One spring day, Jacob finds a Union soldier in his family's barn. The Civil War was fought long, long ago, but the soldier has come back, just as the Spring Rider—a long, thin man with a stovepipe hat on a too-small horse—does every year. The soldier has come to fight the war again, and with his bugle he calls the spirits of soldiers, Union and Confederate, to the battle. Jacob wants to be a part of the battle too, and with the dashing, heroic Confederate Colonel Ashby he rides the countryside, reliving the excitement and danger of the Civil War. Gray, Jacob's sister, is sixteen and pretty. She waits for the man who will fall in love with her, but first she meets the Spring Rider—a wise, sad Abraham Lincoln, who has come to stop the fighting once and for all.
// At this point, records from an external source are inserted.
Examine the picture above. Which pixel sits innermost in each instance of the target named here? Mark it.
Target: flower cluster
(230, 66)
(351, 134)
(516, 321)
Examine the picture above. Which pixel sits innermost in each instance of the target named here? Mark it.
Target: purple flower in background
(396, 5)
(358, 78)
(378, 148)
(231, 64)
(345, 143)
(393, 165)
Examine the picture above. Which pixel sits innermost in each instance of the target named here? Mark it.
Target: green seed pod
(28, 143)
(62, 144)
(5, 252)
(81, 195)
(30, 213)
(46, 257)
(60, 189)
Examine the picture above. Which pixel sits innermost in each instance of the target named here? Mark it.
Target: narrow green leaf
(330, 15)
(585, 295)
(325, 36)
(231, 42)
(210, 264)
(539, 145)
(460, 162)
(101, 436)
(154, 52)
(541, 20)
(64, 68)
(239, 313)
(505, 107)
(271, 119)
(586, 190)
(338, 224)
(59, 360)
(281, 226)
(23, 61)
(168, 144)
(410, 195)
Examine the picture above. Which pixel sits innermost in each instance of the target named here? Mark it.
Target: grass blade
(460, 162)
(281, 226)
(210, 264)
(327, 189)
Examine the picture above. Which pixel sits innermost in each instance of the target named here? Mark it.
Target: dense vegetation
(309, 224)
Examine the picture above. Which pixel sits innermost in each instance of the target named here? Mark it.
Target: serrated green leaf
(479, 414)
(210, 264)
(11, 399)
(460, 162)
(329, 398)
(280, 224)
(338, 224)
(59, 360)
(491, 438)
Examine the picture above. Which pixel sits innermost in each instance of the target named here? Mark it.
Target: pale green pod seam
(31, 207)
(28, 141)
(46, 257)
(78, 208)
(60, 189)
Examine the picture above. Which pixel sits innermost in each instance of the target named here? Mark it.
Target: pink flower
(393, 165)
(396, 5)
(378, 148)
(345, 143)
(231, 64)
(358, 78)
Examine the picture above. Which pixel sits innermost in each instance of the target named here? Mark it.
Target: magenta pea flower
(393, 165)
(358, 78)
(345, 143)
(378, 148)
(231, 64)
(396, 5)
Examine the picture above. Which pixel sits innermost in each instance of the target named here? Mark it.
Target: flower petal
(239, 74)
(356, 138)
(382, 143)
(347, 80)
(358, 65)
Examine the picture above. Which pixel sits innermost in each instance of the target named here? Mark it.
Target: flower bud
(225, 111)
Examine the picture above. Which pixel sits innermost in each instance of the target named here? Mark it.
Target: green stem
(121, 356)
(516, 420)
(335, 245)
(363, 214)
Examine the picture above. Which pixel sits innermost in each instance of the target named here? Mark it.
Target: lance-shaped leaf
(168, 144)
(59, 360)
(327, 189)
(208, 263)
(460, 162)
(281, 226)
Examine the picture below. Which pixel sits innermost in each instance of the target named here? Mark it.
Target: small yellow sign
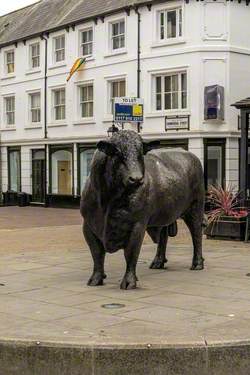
(137, 110)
He is searching for Hannibal, the soldier with the bugle—the soldier who has the power to call "good night" to the battle. But Hannibal meets Gray, and the Spring Rider's plan to put the war to rest becomes complicated by Hannibal's love for Gray. The living, though, cannot share life with the dead, and they all know that a choice must be made. The yearnings for love, for peace, and for victory are made real as their symbols slip in and out of the shadows of the Virginia countryside, in John Lawson's hauntingly beautiful book.
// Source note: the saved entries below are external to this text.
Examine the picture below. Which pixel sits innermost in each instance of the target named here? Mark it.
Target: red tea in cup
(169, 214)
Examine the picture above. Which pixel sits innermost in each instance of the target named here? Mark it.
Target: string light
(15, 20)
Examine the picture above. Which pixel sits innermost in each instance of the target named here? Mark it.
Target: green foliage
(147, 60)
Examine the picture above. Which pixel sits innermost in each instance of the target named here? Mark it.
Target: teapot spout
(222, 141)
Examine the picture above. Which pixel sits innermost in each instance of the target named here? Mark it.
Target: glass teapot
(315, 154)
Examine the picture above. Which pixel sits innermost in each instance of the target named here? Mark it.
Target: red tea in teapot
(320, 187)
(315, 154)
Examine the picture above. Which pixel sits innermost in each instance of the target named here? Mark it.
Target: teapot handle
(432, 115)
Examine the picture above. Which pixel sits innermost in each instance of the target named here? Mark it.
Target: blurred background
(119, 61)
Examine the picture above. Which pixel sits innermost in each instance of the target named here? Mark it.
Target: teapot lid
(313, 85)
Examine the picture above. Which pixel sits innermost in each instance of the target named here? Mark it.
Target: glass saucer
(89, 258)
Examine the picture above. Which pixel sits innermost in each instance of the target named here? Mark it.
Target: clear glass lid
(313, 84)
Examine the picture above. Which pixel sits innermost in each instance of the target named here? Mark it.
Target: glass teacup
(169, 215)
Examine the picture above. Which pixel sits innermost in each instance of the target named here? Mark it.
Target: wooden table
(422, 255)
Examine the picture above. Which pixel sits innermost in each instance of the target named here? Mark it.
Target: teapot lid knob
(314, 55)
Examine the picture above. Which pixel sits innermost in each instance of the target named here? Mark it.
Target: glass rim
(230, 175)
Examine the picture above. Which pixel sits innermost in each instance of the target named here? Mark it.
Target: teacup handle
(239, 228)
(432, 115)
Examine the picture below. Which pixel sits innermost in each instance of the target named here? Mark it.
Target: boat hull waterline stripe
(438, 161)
Can a reader enjoy the writing without liking the book? I understand the premise of the book and the history it depicts, but I could not get a handle on the story. The live characters--Gray and Jacob--were hard to imagine. Everything seemed just outside of grasp. If I want to be caught in a dream then I want to be asleep.
Poetic and sad, like You Better Come Home with Me, but with several disturbingly casual racist comments. This book was written at or near the height of the Vietnam War, the second-most bitter and divisive war in American history. Why would it have lines about how killing "Chinamen" and Indians feels no different from killing flies, and not have the twelve-year-old boy learn differently? Chilling.